Quant aux données statistiques de l’inspection du contrôle du bien-être au travail, 6 % des plaintes ayant fait l’objet d’un enregistrement visaient le secteur de l’enseignement en 2005, 13 % en 2006, 5 % en 2007, 8 % en 2008 et 6 % en 2009.

En ce qui concerne votre question relative à la transmission de l’avis du conseiller en prévention, la législation prévoit deux hypothèses dans lesquelles le rapport doit être transmis:

Il est transmis par l’employeur au travailleur visé par des mesures que l’employeur envisage de prendre à son encontre et qui modifieraient ses conditions de travail. Cela permet au travailleur d’apporter des éléments de défense lors de l’entretien préalable que l’employeur doit avoir avec lui avant de prendre ces mesures.

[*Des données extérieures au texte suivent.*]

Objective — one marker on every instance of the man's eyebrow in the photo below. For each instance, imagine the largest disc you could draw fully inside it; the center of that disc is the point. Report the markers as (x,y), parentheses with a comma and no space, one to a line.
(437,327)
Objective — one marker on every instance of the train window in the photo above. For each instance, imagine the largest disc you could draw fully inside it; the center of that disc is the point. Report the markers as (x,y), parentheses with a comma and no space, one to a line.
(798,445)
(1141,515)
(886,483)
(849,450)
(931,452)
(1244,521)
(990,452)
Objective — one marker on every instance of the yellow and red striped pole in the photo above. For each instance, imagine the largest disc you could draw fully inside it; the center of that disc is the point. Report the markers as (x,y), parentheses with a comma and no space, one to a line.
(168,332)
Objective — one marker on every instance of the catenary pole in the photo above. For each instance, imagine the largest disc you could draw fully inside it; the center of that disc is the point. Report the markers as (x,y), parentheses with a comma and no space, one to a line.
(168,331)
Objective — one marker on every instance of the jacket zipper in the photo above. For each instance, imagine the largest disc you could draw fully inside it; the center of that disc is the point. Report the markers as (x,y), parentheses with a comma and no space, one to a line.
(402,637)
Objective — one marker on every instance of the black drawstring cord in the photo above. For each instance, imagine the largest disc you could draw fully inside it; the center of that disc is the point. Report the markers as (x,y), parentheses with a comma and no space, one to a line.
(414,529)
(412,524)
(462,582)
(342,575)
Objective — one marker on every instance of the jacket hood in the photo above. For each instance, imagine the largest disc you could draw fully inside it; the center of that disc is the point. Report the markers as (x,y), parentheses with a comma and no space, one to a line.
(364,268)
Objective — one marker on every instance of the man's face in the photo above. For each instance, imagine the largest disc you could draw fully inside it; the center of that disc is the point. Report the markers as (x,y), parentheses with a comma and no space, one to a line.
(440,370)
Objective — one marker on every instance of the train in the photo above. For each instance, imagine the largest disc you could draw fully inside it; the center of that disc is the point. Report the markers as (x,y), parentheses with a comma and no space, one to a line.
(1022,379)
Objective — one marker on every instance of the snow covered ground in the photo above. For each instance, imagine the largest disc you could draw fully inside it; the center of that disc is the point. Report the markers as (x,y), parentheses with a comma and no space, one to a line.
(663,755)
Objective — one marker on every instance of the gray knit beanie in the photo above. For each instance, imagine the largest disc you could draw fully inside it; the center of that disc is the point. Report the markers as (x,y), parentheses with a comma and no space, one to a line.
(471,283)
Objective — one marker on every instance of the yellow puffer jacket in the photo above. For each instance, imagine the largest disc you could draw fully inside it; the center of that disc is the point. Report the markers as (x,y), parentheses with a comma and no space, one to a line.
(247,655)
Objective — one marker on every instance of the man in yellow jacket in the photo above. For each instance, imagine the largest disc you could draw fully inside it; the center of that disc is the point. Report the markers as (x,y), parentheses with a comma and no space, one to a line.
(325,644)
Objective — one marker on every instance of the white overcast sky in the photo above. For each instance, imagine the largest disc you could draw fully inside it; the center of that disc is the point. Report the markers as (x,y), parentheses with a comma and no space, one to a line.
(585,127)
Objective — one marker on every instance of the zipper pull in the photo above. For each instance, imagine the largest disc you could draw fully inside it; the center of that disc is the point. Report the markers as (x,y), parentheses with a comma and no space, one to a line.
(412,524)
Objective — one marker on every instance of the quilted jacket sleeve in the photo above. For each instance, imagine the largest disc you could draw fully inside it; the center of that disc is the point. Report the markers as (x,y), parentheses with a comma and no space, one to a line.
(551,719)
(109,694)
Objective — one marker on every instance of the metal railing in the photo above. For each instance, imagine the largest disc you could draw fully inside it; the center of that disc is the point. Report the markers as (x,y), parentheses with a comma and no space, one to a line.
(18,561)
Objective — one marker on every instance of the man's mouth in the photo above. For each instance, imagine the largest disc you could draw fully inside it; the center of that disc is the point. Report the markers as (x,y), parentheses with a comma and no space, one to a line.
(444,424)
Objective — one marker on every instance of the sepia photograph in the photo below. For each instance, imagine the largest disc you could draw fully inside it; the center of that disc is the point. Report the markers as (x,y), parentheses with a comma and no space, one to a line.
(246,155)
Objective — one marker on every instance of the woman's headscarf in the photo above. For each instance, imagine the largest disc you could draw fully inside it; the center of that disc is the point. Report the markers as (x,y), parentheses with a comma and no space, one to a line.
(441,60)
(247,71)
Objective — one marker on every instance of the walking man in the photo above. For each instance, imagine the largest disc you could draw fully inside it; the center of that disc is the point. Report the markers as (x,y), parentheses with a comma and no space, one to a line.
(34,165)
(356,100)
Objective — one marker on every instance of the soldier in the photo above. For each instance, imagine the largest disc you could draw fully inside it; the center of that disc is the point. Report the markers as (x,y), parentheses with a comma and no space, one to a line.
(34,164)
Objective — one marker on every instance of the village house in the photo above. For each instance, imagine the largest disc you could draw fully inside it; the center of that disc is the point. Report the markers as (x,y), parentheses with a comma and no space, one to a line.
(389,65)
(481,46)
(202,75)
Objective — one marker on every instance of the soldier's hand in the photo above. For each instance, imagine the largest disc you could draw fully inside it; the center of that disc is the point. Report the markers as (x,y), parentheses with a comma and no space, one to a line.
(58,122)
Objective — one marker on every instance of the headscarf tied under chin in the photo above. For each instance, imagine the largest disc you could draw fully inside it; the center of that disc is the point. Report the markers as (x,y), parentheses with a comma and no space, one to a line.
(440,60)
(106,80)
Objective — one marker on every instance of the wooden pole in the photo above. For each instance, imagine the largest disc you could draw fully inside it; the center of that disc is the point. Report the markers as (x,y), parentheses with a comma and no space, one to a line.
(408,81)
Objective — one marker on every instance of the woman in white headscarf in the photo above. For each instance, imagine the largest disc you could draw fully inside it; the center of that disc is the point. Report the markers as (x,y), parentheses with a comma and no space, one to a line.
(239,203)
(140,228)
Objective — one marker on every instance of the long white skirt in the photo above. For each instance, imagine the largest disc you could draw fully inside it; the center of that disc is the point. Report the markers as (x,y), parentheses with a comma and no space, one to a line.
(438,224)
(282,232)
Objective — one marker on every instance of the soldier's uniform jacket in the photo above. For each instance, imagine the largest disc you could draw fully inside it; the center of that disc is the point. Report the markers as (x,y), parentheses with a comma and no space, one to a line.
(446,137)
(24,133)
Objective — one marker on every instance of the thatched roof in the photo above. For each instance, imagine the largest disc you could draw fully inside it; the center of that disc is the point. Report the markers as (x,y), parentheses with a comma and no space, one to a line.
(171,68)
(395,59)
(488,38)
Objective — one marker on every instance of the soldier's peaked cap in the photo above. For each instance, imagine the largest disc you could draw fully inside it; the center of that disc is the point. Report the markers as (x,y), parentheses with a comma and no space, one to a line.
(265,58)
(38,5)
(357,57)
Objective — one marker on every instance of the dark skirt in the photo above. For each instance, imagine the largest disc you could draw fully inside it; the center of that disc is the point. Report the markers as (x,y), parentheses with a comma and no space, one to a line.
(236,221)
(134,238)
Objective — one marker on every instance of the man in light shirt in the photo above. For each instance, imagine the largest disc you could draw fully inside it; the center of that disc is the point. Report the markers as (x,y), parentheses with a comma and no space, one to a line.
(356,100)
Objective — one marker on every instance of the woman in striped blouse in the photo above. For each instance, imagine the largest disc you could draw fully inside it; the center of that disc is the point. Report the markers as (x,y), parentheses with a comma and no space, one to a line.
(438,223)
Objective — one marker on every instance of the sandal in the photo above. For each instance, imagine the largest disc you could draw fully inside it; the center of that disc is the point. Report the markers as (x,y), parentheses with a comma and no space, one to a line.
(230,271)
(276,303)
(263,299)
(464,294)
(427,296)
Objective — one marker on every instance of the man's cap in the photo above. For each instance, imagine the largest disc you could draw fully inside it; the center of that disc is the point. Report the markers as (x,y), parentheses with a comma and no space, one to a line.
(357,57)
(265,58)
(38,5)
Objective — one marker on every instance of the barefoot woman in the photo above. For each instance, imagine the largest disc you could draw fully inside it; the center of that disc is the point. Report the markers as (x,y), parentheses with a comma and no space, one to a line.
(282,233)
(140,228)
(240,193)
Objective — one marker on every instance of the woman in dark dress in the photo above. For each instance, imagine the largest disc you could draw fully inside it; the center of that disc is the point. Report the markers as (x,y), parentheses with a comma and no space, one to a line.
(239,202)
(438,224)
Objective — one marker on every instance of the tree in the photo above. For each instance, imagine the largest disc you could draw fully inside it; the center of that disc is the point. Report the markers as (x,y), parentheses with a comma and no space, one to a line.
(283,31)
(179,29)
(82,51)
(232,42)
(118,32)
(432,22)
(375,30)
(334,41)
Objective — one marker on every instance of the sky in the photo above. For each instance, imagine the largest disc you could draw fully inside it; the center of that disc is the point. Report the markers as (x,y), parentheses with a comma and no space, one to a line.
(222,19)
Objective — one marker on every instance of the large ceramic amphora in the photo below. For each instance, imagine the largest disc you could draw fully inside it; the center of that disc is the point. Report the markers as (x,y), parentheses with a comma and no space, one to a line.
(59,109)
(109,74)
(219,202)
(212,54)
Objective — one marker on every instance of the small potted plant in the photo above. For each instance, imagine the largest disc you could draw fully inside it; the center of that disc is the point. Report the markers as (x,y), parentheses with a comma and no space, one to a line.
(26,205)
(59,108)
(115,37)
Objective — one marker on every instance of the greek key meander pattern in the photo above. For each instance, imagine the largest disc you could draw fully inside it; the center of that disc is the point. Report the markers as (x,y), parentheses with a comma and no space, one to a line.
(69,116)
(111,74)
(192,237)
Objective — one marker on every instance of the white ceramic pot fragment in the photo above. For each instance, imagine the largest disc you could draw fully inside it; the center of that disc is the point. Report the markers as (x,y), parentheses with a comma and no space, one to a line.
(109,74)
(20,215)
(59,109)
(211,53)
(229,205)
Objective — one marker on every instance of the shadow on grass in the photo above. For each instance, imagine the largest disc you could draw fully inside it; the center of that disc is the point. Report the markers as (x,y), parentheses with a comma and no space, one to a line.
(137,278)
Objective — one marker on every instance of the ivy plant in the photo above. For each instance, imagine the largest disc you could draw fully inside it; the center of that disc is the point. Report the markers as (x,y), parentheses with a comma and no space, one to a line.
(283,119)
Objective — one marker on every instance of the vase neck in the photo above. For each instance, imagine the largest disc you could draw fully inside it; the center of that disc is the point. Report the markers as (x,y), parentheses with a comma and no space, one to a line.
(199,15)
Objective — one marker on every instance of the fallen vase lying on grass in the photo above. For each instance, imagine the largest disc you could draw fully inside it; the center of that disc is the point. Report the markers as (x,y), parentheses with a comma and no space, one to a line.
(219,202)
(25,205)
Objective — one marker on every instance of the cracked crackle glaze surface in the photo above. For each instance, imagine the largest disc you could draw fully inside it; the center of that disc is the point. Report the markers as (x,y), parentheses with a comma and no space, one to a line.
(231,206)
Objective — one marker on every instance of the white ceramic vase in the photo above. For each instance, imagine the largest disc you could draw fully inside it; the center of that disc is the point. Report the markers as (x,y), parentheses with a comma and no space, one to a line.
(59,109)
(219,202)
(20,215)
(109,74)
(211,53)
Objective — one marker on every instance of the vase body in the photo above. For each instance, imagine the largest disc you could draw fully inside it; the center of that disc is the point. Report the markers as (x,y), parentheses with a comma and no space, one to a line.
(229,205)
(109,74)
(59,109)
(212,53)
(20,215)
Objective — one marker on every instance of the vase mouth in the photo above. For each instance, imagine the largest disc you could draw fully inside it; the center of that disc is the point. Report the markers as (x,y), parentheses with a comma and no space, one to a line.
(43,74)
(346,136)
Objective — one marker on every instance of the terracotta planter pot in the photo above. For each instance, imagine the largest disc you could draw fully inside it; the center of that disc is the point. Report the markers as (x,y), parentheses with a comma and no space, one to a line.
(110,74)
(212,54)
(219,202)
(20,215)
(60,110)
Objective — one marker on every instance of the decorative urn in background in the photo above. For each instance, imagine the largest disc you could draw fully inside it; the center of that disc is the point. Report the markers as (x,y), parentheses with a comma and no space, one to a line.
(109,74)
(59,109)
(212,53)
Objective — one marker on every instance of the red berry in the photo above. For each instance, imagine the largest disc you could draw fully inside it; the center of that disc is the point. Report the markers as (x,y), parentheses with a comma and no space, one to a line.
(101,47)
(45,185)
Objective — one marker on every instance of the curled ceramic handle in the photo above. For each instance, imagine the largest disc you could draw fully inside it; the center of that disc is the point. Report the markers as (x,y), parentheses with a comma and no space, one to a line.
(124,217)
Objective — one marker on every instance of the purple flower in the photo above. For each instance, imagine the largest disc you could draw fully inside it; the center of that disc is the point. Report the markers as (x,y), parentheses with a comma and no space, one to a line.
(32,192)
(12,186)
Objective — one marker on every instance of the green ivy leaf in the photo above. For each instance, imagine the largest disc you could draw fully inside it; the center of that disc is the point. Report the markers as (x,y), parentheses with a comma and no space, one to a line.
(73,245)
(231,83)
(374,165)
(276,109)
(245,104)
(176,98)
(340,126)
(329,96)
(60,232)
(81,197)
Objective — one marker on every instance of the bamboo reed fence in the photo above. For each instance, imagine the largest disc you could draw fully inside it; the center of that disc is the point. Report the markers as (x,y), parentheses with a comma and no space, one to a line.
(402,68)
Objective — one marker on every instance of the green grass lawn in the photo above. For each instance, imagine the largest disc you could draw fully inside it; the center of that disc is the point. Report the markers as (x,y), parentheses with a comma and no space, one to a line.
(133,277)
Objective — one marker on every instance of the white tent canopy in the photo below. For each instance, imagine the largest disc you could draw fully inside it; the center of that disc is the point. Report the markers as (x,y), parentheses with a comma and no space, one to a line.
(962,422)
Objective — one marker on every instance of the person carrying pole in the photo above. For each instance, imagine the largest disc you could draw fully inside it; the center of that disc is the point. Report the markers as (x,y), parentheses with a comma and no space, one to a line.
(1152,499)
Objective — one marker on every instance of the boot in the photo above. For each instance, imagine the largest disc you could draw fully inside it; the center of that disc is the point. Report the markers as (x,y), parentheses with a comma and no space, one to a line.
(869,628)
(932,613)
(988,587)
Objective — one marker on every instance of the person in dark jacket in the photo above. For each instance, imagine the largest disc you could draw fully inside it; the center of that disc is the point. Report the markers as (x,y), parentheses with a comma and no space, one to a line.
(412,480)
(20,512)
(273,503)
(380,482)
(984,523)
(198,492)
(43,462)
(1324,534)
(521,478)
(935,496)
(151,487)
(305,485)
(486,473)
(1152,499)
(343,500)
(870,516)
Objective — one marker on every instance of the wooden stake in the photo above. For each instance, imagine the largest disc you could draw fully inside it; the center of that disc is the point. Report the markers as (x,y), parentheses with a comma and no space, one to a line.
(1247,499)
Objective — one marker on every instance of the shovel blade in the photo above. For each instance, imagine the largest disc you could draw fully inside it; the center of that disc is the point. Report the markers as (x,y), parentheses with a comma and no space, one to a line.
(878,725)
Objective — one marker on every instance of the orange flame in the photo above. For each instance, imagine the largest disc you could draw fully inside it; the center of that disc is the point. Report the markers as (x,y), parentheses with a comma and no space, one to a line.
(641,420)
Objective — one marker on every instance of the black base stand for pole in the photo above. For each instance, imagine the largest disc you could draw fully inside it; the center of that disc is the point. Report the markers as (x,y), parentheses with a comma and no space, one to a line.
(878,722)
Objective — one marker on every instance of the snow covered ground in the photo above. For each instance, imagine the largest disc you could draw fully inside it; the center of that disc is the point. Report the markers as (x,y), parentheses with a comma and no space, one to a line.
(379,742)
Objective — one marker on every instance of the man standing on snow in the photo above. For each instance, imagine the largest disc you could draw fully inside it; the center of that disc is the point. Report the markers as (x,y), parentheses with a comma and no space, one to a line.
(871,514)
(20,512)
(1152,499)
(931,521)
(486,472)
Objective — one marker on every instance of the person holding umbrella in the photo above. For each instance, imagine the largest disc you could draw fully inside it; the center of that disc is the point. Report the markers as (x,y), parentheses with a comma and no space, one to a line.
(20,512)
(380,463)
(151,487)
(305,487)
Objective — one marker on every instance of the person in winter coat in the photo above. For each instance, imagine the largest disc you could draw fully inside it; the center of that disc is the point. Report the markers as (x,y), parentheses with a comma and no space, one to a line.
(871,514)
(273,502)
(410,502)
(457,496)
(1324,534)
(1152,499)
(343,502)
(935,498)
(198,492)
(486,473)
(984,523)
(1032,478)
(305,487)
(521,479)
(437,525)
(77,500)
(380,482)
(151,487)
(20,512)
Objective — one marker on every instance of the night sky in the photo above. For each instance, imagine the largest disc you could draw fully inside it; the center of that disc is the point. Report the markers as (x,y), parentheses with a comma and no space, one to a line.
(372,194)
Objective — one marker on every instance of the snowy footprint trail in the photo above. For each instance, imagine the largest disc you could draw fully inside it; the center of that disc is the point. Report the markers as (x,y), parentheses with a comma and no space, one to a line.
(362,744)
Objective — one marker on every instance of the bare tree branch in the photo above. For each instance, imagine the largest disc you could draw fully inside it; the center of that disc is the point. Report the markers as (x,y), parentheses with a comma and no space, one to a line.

Il est également transmis par l’employeur au travailleur qui envisage d’agir en justice afin de lui permettre d’évaluer ses chances de succès en justice.

Dans les deux cas, il s’agit d’une communication partielle car les propositions de mesures relatives à la prévention dans l’entreprise en général et non spécifiques à la résolution du cas individuel ne sont pas transmises au travailleur.

Dans les autres cas, le rapport n’est pas transmis car il a avant tout pour objectif de conseiller l’employeur sur les mesures à prendre et en outre contient, des données sensibles et confidentielles qui, si elles étaient transmises à toutes les parties, risqueraient d’aggraver la situation. Dans un souci de transparence et pour officialiser la fin de la procédure, il est toutefois indiqué que l’employeur informe les deux parties de sa décision finale.